三天时间一晃而过。
这三天里,杨文清给外人的感觉,就是每天按时上班,然后阅读和审批一些文件,偶尔在走廊里走走,和遇到的同仁点点头,说两句不咸不淡的话,同时处里关于他要到前线办事处调研的消息也已经传开。
而洛恒星和向里两位科长是在杨文清上任第二天来汇报的工作。
洛恒星来的时候,手里抱着一块符文板,在杨文清面前坐了不到一刻钟,说的全是人才短缺的问题。
向里的汇报比洛恒星更简短,主要是通讯系统的运行状况和人员配置,杨文清同样没有多说什么,听完后点了点头,她就退了出去。
杨文清没有要动这两个人的打算,因为他手里还真没有合适的人来代替他们,技术工种不同于行政管理,更何况这两个人在三处待这么多年,手里掌握着西部四省最核心的技术资源和通讯网络,动他们只会让自己陷入被动。
最重要的是他们不碍事,不碍事的人就没有动的必要。
早上,杨文清和往常一样来到他的办公室。
蓝颖从他肩头飞起来,落在窗台的新窝里,把自己盘成一团。
杨文清在办公桌后面坐下,刚拿起桌上那叠待审批的文件,办公室的门就被叩响。
“进来。”
顾衍推门走而进,在门口汇报道:“处长,杨副官昨天晚上就已经到处里报到,综合科那边已经安排好宿舍,他现在就在外面等您,您要见一见吗?”
杨文清闻言点头道:“让他进来。”
“是。”
顾衍转身出去,不到半分钟,办公室的门再次被推开。
一个身穿警务专员白色制服的年轻人走进来,他约莫三十出头的面相,身量中等,五官端正,眉目间与杨忠有几分相似。

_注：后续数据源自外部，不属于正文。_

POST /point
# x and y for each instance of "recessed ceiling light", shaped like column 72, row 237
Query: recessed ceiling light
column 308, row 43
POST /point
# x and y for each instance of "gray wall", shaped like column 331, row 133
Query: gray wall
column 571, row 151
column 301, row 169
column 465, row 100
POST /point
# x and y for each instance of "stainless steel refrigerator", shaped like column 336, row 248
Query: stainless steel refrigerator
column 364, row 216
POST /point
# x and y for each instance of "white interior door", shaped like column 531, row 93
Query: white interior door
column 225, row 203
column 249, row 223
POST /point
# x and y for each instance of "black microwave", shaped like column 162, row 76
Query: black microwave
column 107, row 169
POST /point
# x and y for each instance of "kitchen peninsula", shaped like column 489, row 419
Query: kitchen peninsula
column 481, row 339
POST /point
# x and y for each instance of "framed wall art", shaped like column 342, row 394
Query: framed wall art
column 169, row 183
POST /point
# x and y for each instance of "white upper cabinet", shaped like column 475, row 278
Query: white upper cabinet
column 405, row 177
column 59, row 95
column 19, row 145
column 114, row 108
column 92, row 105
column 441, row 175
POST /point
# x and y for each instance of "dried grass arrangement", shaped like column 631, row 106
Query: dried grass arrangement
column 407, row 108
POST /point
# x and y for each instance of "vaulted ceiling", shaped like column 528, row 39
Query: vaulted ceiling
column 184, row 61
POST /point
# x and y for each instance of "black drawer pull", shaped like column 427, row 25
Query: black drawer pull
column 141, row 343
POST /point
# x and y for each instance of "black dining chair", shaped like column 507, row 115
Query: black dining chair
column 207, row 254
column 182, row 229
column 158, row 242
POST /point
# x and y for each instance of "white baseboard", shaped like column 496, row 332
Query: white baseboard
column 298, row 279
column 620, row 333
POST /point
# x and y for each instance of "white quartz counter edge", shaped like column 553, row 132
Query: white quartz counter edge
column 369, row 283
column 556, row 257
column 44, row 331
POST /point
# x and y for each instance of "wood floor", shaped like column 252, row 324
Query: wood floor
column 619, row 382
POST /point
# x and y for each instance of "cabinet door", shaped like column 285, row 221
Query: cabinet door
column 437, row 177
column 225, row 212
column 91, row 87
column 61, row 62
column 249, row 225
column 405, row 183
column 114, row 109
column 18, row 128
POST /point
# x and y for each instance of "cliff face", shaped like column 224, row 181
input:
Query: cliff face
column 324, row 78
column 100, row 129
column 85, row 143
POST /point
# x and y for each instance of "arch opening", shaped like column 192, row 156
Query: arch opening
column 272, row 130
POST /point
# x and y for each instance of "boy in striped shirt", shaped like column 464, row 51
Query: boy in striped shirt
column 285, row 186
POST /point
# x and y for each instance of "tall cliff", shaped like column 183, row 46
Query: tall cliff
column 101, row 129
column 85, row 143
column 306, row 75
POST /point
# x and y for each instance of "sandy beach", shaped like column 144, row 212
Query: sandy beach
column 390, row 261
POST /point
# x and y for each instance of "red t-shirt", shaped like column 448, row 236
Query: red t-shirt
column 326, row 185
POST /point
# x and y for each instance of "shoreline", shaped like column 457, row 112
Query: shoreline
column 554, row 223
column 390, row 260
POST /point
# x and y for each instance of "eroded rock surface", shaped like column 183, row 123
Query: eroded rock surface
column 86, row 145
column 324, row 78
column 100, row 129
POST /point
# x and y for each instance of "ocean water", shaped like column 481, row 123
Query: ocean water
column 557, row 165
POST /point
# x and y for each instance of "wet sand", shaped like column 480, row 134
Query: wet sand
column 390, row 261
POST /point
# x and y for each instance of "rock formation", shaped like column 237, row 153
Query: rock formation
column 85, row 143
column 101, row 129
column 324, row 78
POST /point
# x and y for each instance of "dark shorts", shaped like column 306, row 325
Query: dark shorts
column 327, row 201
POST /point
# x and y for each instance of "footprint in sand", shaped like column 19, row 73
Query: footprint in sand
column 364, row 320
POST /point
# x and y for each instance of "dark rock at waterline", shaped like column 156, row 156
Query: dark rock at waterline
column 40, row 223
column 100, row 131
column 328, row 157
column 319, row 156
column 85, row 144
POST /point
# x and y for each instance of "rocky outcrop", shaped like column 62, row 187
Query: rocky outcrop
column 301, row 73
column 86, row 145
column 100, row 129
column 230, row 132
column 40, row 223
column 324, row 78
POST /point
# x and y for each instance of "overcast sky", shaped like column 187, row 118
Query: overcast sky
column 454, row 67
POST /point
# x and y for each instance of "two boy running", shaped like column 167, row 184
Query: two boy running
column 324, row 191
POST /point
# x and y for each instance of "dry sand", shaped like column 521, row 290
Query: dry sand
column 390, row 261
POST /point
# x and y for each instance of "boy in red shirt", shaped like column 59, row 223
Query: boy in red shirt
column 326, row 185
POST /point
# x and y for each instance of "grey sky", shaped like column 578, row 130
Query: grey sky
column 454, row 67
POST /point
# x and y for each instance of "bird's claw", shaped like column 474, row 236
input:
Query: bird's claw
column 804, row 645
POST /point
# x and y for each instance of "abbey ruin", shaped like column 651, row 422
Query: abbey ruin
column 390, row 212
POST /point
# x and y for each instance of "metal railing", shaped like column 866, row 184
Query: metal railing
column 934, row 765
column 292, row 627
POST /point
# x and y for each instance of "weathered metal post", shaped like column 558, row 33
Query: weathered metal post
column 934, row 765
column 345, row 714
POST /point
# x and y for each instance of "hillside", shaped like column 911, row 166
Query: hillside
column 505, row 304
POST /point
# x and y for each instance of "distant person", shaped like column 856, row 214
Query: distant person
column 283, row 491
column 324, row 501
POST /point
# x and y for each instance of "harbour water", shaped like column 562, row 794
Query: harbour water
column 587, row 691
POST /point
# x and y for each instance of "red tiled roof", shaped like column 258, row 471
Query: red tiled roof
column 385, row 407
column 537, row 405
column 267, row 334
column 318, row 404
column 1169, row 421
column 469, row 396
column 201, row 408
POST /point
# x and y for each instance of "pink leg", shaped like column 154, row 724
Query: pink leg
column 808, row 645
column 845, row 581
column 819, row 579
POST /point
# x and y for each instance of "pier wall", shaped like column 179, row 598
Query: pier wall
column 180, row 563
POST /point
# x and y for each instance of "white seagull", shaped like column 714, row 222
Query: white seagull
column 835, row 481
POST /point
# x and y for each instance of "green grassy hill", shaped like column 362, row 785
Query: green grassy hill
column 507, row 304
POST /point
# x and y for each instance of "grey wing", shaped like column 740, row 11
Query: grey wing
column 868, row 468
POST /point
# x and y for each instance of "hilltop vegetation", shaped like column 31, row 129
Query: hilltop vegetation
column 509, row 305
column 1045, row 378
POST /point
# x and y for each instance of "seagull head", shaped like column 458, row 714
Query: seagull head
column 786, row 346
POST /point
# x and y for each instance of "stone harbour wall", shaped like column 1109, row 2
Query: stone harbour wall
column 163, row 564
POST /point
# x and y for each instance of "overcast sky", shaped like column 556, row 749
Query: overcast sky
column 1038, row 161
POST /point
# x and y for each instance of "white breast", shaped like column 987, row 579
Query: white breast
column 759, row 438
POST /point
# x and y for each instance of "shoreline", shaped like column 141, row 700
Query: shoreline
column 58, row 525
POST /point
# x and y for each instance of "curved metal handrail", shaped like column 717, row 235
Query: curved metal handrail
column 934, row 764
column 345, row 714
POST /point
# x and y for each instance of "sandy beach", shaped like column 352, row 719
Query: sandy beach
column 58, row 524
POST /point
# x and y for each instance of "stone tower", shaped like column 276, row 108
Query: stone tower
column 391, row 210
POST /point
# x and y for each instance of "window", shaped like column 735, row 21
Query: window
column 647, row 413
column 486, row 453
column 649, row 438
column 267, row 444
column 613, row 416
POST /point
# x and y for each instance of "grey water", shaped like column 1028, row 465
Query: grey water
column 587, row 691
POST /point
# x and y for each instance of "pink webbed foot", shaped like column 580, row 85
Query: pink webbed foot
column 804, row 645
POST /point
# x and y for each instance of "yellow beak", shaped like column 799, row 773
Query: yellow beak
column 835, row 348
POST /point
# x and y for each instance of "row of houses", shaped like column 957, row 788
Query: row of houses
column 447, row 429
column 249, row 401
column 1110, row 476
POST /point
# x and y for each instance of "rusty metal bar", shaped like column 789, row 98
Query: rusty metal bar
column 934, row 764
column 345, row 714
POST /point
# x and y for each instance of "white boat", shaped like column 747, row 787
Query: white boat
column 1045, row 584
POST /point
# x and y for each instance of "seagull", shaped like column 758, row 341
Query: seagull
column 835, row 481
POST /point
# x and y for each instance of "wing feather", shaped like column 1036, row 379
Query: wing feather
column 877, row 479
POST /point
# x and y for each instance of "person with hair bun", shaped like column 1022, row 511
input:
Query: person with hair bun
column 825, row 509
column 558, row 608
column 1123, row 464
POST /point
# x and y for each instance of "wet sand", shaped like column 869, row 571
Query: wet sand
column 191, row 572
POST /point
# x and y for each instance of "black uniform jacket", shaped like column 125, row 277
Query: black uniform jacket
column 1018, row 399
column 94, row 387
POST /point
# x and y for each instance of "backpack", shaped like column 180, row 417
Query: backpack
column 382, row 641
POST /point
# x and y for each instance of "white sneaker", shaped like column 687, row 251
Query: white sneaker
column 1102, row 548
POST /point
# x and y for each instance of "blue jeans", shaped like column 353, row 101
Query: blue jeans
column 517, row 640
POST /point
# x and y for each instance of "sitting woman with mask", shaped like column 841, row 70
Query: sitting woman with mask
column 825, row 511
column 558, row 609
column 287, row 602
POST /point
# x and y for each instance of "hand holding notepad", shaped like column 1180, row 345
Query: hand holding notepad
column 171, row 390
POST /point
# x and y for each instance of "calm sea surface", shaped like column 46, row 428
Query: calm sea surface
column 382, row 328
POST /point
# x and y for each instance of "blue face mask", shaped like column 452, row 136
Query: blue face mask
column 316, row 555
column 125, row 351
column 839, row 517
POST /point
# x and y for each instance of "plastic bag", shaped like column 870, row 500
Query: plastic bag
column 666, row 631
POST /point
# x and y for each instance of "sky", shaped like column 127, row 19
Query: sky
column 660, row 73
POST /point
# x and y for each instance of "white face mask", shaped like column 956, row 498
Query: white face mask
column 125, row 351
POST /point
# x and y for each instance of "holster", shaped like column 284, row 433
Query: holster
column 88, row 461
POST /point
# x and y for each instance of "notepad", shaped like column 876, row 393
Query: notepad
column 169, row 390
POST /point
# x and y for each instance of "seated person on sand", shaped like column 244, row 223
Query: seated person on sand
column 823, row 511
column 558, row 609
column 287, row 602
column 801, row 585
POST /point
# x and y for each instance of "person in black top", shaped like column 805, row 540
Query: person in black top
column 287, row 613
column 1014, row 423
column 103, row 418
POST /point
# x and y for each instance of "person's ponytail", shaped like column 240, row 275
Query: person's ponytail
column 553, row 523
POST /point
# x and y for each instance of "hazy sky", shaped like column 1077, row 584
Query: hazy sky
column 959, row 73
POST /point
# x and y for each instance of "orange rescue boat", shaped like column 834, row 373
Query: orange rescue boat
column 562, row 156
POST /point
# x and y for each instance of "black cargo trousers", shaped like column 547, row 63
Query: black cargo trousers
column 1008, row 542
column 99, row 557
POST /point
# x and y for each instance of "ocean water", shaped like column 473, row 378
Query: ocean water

杨天在办公桌前三步远的地方站定立正敬礼,“报告,杨天前来报到。”
杨文清上下打量他一眼,蓝颖也睁开眼打量他。
“坐吧,别那么拘谨。”
他指着办公桌对面的椅子。
杨天应了一声“是”,在椅子上坐下,目光平视杨文清,没有东张西望,也没有刻意回避。
杨文清用聊家常的语气问道:“你二伯最近怎么样?”
杨天答道:“回处长,二伯很好,现在在杨家坊养老,顺便教导年轻一辈的修行。”
杨文清脑海中浮现出杨忠板着脸训人的样子,然后不由得在心中感叹,当年那个年轻的小伙子,如今也到了含饴弄孙的年纪。
“家里一切都好吧?”他又问。
“很好。”杨天语速很快,“二老爷闭关筑基后,家里的一切都由玉仁哥代管,一切都很好。”
杨文清点头。
杨玉仁是杨文奇的儿子,当年杨文清用小家族培养人才的方式培养杨文奇,将他送进政务院系统,后来他拜入玄岳一门,政务院的路被切断,杨文奇的仕途最终止步于千礁县,因为早年的操劳,已经去世十多年。
杨文清为此特意交代弟弟多照顾文奇家的后辈,也算是弥补当年对杨文奇的亏欠。
好在玉仁争气,五十岁就突破到洗髓境,如今算是家族的主事人之一。
“文坚闭关筑基的事准备得怎么样?”
“玉仁哥说二老爷最近每天都要在静室里坐好几个时辰。”
杨文清“嗯”了一声,没有再多问,然后又问了一些家族里的事,杨天一一作答。
一刻钟后,杨文清笑着对杨天说道:“行了,你先下去忙,你刚到处里,多熟悉熟悉环境,有什么不懂的找小顾或者包科长。”
杨天站起身,朝杨文清敬了个礼,然后转身走出办公室。
蓝颖从窗台的窝里探出脑袋,宝蓝色的眼眸看着关上的门,在灵海里嘟囔了一句:“这孩子比他二伯还闷。”
杨文清没有理她,拿起桌上的文件继续翻阅。
还没翻完两页,办公室的门又被叩响。
“进来。”
顾衍再次出现在门口,站在门槛边上,汇报道:“处长,包科长求见。”
目前三处能不用预约见杨文清的人,就是包凡和三位副处长,只是三位副处长目前都在忙着自己手里的案子,除左囚外其他两位还在境外。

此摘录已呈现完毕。